5 euro e 60 lordi all’ora. In pratica ogni settimana comunicavamo le nostre disponibilità e facevamo richieste di avere determinati turni, che l’azienda accettava o meno. Io lavoravo di sera, dalle 19 e fino a fine turno.

Quanto arrivavi a guadagnare?

400 euro al mese, in media. Sono arrivato al massimo a 500. Per un lavoro, di fatto, a tempo pieno.

Come era il rapporto con i vostri referenti aziendali?
Non particolarmente buono. Ricordo telefonate e messaggi in cui mi si diceva, mentre ero in giro sotto la pioggia, di non pedalare come una femminuccia, o di mollare un po’ il freno.

E con i clienti?
Buono, siamo riusciti anche a sensibilizzare qualcuno sulla nostra vicenda. Alcuni hanno anche smesso di ordinare da Foodora, anche alcuni ristoratori hanno cambiato sistema. C’erano numerosi cittadini in tribunale in solidarietà ieri: è stata una bella risposta.

Cosa è successo nell’estate 2016, quando sono cambiate le cose per te?
Nei mesi successivi al mio ingresso l’azienda è cresciuta, c’è stato un incremento di personale. Le mie ore si sono ridotte drasticamente, fino a circa 15 alla settimana. A tutti i nuovi arrivati l’azienda offriva un nuovo tipo di contratto a cottimo: tre euro lordi per ogni consegna effettuata. Rimaneva, però, sempre la richiesta di disponibilità sulla base di turni. E, ci tengo a dirlo, non si poteva dire no a una consegna. Non siamo mai stati autonomi, come sostiene l’azienda e come ha detto il giudice.
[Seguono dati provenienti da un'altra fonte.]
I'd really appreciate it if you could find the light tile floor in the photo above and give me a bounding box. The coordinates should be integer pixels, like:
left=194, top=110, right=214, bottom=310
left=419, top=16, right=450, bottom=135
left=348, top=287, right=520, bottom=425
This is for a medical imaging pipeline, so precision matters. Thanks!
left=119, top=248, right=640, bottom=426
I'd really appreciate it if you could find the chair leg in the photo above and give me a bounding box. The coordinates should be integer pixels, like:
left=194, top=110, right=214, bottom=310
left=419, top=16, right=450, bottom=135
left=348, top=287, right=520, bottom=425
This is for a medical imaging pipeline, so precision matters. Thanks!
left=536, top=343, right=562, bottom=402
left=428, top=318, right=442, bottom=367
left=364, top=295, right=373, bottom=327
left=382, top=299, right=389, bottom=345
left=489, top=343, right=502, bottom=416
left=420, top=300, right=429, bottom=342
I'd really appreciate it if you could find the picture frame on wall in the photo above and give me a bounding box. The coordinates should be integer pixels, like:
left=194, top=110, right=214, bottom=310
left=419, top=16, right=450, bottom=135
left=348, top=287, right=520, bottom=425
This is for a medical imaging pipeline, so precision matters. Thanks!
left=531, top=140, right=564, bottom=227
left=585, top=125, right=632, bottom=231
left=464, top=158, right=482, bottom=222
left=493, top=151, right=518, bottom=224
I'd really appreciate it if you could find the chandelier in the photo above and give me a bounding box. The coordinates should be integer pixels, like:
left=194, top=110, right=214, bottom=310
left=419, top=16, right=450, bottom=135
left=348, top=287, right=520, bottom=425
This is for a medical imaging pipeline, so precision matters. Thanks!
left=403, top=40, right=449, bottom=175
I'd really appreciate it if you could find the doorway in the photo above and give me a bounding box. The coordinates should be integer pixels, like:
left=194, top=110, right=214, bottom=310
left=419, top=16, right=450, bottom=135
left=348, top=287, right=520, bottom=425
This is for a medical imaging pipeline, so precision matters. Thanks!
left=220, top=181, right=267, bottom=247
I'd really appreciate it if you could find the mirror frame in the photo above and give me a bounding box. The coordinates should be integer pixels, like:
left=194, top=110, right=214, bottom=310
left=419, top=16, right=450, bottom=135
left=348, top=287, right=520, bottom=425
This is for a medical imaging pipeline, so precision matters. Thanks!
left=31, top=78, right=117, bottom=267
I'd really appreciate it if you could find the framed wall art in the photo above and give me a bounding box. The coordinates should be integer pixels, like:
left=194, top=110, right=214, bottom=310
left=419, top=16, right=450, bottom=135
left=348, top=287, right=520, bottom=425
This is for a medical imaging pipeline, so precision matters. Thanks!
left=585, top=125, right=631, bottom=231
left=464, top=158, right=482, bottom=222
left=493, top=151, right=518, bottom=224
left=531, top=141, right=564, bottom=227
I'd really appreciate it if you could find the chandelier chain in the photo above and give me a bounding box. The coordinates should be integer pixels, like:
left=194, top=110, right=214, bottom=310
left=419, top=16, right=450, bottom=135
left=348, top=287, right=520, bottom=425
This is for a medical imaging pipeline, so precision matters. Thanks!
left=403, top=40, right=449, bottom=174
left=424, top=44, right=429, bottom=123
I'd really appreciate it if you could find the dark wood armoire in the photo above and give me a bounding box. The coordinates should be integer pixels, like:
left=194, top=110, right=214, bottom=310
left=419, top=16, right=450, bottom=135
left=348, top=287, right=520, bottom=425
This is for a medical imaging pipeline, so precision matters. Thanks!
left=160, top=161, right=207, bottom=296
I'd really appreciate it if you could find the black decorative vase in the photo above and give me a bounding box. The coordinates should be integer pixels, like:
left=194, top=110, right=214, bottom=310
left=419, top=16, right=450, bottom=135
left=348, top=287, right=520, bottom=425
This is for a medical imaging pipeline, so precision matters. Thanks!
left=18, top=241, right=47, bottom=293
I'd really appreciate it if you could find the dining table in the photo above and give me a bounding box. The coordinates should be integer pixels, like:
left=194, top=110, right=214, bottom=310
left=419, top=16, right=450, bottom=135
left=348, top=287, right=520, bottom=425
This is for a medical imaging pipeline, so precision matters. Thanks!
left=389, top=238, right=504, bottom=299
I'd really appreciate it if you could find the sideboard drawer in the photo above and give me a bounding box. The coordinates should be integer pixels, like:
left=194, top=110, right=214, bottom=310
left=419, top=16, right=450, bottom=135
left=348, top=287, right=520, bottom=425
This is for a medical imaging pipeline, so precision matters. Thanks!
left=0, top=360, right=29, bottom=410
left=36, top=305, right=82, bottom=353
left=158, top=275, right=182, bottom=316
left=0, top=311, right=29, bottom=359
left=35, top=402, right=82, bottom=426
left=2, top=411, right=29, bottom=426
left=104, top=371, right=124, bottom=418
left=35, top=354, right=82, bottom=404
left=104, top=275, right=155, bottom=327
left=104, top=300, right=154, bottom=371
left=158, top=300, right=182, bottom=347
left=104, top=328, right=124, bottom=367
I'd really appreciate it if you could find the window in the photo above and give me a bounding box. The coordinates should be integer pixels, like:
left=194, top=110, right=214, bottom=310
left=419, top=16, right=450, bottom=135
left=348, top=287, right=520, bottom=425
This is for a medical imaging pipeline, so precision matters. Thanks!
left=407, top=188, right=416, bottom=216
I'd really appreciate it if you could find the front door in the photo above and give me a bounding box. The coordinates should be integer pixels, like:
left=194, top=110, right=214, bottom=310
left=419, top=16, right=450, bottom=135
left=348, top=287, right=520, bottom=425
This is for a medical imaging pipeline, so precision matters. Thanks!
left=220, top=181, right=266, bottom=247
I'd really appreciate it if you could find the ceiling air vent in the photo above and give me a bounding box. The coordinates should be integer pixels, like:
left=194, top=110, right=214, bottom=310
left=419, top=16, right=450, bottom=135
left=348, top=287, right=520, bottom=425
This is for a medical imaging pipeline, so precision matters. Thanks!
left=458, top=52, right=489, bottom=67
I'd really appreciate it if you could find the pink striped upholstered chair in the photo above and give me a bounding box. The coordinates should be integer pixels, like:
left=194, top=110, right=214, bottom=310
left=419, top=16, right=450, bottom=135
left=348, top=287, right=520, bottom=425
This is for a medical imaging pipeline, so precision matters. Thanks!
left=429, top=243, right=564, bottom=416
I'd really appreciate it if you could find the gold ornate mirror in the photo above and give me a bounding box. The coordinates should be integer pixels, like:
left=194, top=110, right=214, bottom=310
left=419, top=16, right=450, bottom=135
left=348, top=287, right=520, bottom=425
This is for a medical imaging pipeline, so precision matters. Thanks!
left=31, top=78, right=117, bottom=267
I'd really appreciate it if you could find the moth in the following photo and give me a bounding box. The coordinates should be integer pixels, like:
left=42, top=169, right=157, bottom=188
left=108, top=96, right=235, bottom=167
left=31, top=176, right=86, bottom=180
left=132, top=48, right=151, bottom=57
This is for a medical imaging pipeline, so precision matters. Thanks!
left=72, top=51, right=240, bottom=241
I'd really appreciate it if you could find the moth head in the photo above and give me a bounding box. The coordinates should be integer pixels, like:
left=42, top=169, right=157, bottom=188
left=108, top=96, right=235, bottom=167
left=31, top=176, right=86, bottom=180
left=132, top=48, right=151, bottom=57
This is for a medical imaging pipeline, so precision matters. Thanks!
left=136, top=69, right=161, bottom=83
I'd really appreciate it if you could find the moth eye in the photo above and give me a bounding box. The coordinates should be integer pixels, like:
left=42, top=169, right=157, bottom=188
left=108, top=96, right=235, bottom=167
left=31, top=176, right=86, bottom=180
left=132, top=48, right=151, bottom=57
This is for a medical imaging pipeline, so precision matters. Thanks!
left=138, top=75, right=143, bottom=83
Quante consegne si riescono a fare in un’ora?
Riuscire farne due è molto difficile, deve essere tutto in luoghi ravvicinati. Inoltre, se una consegna sforava dall’orario del turno, cosa che accadeva sempre, non potevamo comunque rifiutare.

Come ad alcuni dei ragazzi a processo a Torino, ti è stato chiesto di passare al nuovo contratto.
Ad agosto ci hanno detto che saremmo passati tutti al modello del pagamento sulla base delle consegne. A quel punto abbiamo iniziato le proteste: eravamo un’ottantina, molto compatti sulle nostre posizioni. Siamo riusciti a incontrare qualche dirigente di Foodora, ma non sono voluti tornare sui loro passi, al più offrivano un euro in più a consegna. A degli incontri si sono presentati con la digos. A quel punto, a novembre 2016, è terminato il mio rapporto di lavoro con loro.

Cosa hai raccontato in aula?
La mia storia, quella che ho detto a te.

Come ne esci da questa vicenda?
Con l’amaro in bocca, ma sapevo che sarebbe andata a finire così. Ritengo comunque sia stata un’esperienza necessaria, che mi ha fatto prendere coscienza delle mie responsabilità di cittadino e di lavoratore. Con le nostre rivendicazioni abbiamo acceso un faro su queste realtà e acceso dei focolai di protesta, da parte di chi è nella stessa condizione in giro per l’Europa. Se si arretra sulla dignità del lavoro torniamo al 1800. Non si può darla vinta al caporalato digitale.